La democracia de nuestro «brave new world» es, por ello, peculiar en sentido histórico, paradójica en sentido lógico e irónica en sentido literario. Tanto como el libre mercado laboral. Todos (incluso, desde luego, los que no integramos la minoría de propietarios resultante de la señalada división) somos libres. Libres por igual. Libres, y esto es clave, jurídicamente (no somos, por ejemplo, y podríamos haberlo sido en otras sociedades, siervos de la gleba o esclavos). Libres de firmar un contrato laboral. O de no firmarlo. O de trabajar sin contrato. O en la maquila. O para un proxeneta. O de mendigar. O de volvernos millonarios con nuestro mérito y esfuerzo. O dejando de fumar. Etcétera.
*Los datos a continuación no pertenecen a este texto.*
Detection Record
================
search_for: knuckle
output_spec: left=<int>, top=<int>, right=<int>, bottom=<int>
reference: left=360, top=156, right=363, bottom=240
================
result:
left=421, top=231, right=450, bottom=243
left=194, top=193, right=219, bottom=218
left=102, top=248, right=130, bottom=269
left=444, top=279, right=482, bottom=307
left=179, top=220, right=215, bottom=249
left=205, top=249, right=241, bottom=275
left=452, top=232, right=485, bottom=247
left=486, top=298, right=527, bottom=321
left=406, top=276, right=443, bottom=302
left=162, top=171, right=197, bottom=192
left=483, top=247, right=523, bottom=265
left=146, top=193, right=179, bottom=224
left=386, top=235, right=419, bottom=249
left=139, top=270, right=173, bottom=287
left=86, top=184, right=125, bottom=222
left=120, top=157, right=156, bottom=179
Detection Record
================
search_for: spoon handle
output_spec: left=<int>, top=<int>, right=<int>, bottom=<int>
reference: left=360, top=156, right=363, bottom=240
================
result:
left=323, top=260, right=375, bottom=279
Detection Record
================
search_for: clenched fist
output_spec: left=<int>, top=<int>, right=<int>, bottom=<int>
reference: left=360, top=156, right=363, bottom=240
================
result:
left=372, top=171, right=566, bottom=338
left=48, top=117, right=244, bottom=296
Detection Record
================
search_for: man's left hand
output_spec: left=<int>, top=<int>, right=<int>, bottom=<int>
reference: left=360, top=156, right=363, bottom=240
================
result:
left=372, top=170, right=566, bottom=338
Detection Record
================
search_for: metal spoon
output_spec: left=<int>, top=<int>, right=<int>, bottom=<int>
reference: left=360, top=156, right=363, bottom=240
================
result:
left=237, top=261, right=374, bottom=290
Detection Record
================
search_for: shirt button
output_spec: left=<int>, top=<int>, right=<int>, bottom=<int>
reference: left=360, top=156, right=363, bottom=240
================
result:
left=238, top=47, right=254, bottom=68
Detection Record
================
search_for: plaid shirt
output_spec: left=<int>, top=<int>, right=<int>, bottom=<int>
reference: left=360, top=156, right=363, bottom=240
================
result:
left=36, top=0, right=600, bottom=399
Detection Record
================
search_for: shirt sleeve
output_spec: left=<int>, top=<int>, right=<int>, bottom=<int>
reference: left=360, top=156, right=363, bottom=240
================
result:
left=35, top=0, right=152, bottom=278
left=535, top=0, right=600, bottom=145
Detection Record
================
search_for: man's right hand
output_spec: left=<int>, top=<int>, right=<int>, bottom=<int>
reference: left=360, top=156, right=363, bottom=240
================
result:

También somos «libres» en otro sentido: como esta lata de gaseosa dice que es cien por ciento «libre» de gluten, somos cien por ciento «libres» de lo necesario para hacer uso de nuestra libertad. Libres de medios de subsistencia y de producción. Libres de los recursos que podrían liberarnos de entrar en el mercado de trabajo libre, como somos jurídicamente libres de hacer, con ese libre arbitrio que nos otorga la dignidad teórica de poder elegir, entre los caprichosos ejemplos del párrafo anterior y cuantos queramos inventar, el destino vital que libremente nos apetezca.
Las definiciones de libertad, justicia, etcétera, y la naturaleza de la ley, son temas caros a la filosofía desde la Antigüedad. En la República, Trasímaco define la Justicia como la conveniencia del más fuerte, algo que varía en cada polis de acuerdo a quienes tengan el poder. Claro que Sócrates, en el diálogo platónico, lo derrota; pero, como me dijo una vez un amigo, el héroe de toda saga de aventuras –sean de vaqueros, intergalácticas o, como en este caso, dialécticas– gana en todos los episodios, y, sin embargo, a veces es el «malo», el antihéroe, el archivillano el que tiene los parlamentos más interesantes, el que fascina, e incluso, en ocasiones, el que dice la verdad.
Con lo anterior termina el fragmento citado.